Fransa Cumhuriyeti'nin yasalaştırmaya çalıştığı yasak, Hıristiyan ve Yahudileri de içeriyor görünse de, asıl hedefin Müslümanlar olduğu aşikardır. Bu yasaklar konuşulmaya başlanmadan önce hiçbir Hıristiyan yada Yahudi'nin haç yada kippası yüzünden bir sorunla karşılaştığı gündeme gelmemesine rağmen, başörtülü bayanların yaşadıkları sorunlar sıkça gündeme gelmiştir. Kaldı ki, haç veya kippa takmak Hıristiyan ve Yahudiler için dini bir zorunluluk sayılamayacak ve sembol sayılabilecek konulardır. Oysa başörtüsü, Müslüman kadının sadece kimliğinin bir işareti, bir simgesi değil, aynı zamanda farziyeti olan bir ibadettir. Dolayısıyla bu yasaklardan doğrudan ve en çok Müslümanlar etkilenecektir.
Fransa devletinin dini/siyasi sembollere karşı uygulamak istediği yasakları temellendirirken hangi nedenleri öne sürdüğüne bakacak olursak; öncelikle laiklik ilkesi doğrultusunda din ile devletin ayrıştırılması gerekçesinin kullanıldığını görüyoruz. Devlet tarafından laikliğin tartışılmaz bir ilke olduğu iddia edilirken, buna karşılık inanç özgürlüğünün tartışılamayacak bir hak olduğu gerçeği çiğnenebiliyor. Bir diğer gerekçe de tarafsızlık ilkesine dayandırılıyor. Başörtülü olmak bir taraf olarak görülebilirken, başörtülü olmamak bir taraflılık olarak görülmüyor.

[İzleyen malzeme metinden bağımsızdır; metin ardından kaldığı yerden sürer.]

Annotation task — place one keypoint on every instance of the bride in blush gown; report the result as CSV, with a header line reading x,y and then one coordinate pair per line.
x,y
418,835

Ayrıca mutlak bir tarafsızlığın zaten mümkün olamayacağı gerçeği görmezlikten geliniyor. Başka bir iddia ise garipliğin ötesinde komik bir gerekçe olarak duruyor. Müslüman kadının başörtüsünü baba, eş yada gelenek baskısından ötürü taşıdığı; dolayısıyla başörtüsünü yasaklayarak Müslüman kadını özgürleştirmeye çabaladıkları söyleniyor. Fransa'nın toplumsal ve kültürel yapısı dikkate alındığında bunun boş bir iddiadan öteye geçemeyeceği ortadadır. Ayrıca başörtüsü sorununu yaşamalarıyla gündeme gelen kişilerin ailelerinin böyle bir baskıya maruz bırakacak bir yapıya sahip olmadığı açıkça görülebilmektedir. Bununla birlikte böyle bir baskıya maruz kaldıkları var sayılsa bile, baskıdan kurtarmak adına bu durumu genelleştirerek bir yasak koymak akılla ve hukukla çelişmektedir.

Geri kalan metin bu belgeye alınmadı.